Criminology: The Personality of the Offender
Effective crime prevention is only possible when attention is focused on the personality of the offender, as it is the individual who carries the causes of criminal acts. Therefore, the personality of the offender is the main and most important link in the entire mechanism of criminal behavior. The traits that give rise to such behavior should be the direct target of preventive measures. As a result, the issue of how a criminal personality is formed is one of the leading and, at the same time, most complex problems in criminology.
The formation of a criminal personality can be defined as the process by which an individual gradually develops and solidifies a relatively stable orientation toward violating criminal law norms. This process does not last a lifetime but occurs during the period necessary for the individual to develop as a person. The formation of personality is characterized by the active role of society, which serves as a unique supplier of information, norms, roles, and attitudes that are imprinted in consciousness and, to some extent, influence whether a person becomes a law-abiding citizen or a criminal.
The family, to a certain extent, models the individual’s relationship with society and fulfills the function of socialization, that is, adapting a person to life in society. It can be said that any intentional crime indicates that the offender’s family, if it did not contribute to the crime, at least did not provide sufficient resistance to it. Society generally expects families to have a positive influence on their members. When a family fails to adapt its members to social life, leading to their criminalization, or even encourages criminal intentions, this is called family desocialization.
According to research, more than a third of the population in Russia under the age of 45 has gone through a divorce at least once. In most cases, after a divorce, the child or children remain with the mother.

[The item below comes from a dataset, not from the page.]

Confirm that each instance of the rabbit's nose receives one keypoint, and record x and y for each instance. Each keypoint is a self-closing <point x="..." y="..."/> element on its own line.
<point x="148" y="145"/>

The personality of the offender is shaped not only by the microenvironment (family and other small social groups) but also by broader, macro-social phenomena and processes. In our country, there have long been objective factors that create a high level of anxiety in individuals: significant social stratification based on material well-being, the volume and quality of social services, social tension between people, the loss of traditional life values and ideological beliefs (especially among young people), the weakening of family, work, and other social ties and controls, and the growing number of people unable to find their place in modern production.
An individual rejected by their family almost always falls under the strong influence of an antisocial peer group, whose members typically commit crimes. Under the influence of such a group, attitudes and value orientations are formed, including ways of resolving life situations and problems. This is a crucial point, as the motives and goals of behavior are not always illegal; more often, it is the methods of achieving these goals that are unlawful.
According to leading criminologists worldwide, the core of any program to prevent juvenile delinquency should be ensuring the well-being of young people from early childhood. This refers to implementing the main provisions of the Declaration of the Rights of the Child, adopted by the UN General Assembly in 1959, which addresses early crime prevention, general prevention, and the prevention of recidivism among minors.
Criminological and family studies show that the relationship between family dynamics and crime cannot be characterized simply as positive or negative. On one hand, a significant portion of intentional crimes are committed not without negative influences accumulated in the parental family or marriage. On the other hand, the absence of a family also contributes to criminal behavior.
Almost twenty years ago, the leading journal “Social Forces” published a landmark 1994 study analyzing the well-being of children living in different family structures. Using nationwide data, researchers concluded that children living with their married biological parents had significant advantages in education and social-emotional development compared to children living with adoptive or cohabiting parents, divorced parents, or single mothers. Most of these advantages were linked to differences in family income, with a smaller portion attributed to differences in parenting.
“New research has shown that cohabiting biological parents are in many ways more similar to cohabiting adoptive parents than to married biological parents.” This means that both cohabiting biological and cohabiting adoptive parents “face economic disadvantages compared to married biological or adoptive parents.” Moreover, new studies have shown that, compared to married biological parents, “cohabiting biological parents may also provide lower-quality parenting” and “are more likely to separate.”
Juvenile delinquency is influenced not only by orphanhood but also by the disruption of the parental family, such as the absence of one parent. Among juvenile offenders, this is 2–4 times more common than among adolescents who have not committed offenses.
In recent years, about one in three teenagers who committed a crime in the former USSR grew up in a single-parent family.
It has become increasingly difficult for young people who have been released from prison, received suspended sentences, or had their sentences deferred to find employment. As a result, young people now make up the majority of the unemployed.